Entre 2018 e 2021, o Ministério da Educação (MEC) aprovou 40 Projetos Pedagógicos de Cursos (PPCs) de graduação de Medicina Veterinária. Porém, segundo estudo realizado pela Comissão Nacional de Educação da Medicina Veterinária do Conselho Federal de Medicina Veterinária (CNEMV/CFMV), nenhum desses possíveis novos cursos, pertencentes a instituições privadas, possui condições mínimas de funcionamento.
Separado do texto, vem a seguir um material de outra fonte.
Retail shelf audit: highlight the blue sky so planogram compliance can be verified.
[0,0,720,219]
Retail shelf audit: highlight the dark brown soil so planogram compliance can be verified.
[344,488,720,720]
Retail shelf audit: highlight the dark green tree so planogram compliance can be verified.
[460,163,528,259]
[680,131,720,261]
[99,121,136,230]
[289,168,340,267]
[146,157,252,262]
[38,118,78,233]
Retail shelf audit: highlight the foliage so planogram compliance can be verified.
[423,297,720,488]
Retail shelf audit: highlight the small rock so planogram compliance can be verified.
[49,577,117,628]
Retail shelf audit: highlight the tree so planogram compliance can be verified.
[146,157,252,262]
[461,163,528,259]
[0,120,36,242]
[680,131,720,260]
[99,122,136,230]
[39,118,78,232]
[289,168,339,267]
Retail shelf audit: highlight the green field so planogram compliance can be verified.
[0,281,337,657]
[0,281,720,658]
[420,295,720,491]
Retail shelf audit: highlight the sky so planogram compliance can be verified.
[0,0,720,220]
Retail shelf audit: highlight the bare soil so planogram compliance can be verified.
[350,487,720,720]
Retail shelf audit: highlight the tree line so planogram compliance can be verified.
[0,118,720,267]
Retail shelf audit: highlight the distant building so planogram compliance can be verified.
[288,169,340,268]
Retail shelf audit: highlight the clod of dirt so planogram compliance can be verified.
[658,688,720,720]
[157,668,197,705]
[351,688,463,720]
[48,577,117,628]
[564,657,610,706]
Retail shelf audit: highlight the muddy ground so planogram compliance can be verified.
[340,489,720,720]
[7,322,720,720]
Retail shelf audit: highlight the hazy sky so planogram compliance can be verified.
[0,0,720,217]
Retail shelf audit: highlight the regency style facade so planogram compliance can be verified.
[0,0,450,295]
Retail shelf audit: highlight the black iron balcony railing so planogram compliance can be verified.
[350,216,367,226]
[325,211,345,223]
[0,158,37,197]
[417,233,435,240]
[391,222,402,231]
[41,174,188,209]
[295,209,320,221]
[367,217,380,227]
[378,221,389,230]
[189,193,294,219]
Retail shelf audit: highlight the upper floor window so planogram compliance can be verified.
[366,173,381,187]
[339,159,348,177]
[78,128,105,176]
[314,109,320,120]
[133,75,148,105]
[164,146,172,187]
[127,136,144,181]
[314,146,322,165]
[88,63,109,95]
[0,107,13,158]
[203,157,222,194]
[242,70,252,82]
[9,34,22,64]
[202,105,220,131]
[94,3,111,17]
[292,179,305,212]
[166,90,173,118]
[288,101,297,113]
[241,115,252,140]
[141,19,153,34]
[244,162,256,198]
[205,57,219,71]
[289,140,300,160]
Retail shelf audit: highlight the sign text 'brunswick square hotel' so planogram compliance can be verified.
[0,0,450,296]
Os dados foram obtidos por meio do Sistema de Regulação do Ensino Superior (e-MEC), a partir de um termo de colaboração firmado entre o conselho e o próprio ministério.

O levantamento motivou o ajuizamento de Ação Civil Pública (ACP) pelo CFMV em face da União, visando à suspensão dos processos e atos autorizativos relacionados a novos cursos e vagas na área da Medicina Veterinária por, no mínimo, 5 anos, ou até que seja possível verificar a qualidade dos cursos existentes e reformular os marcos regulatórios em termos compatíveis com a garantia de qualidade do ensino superior.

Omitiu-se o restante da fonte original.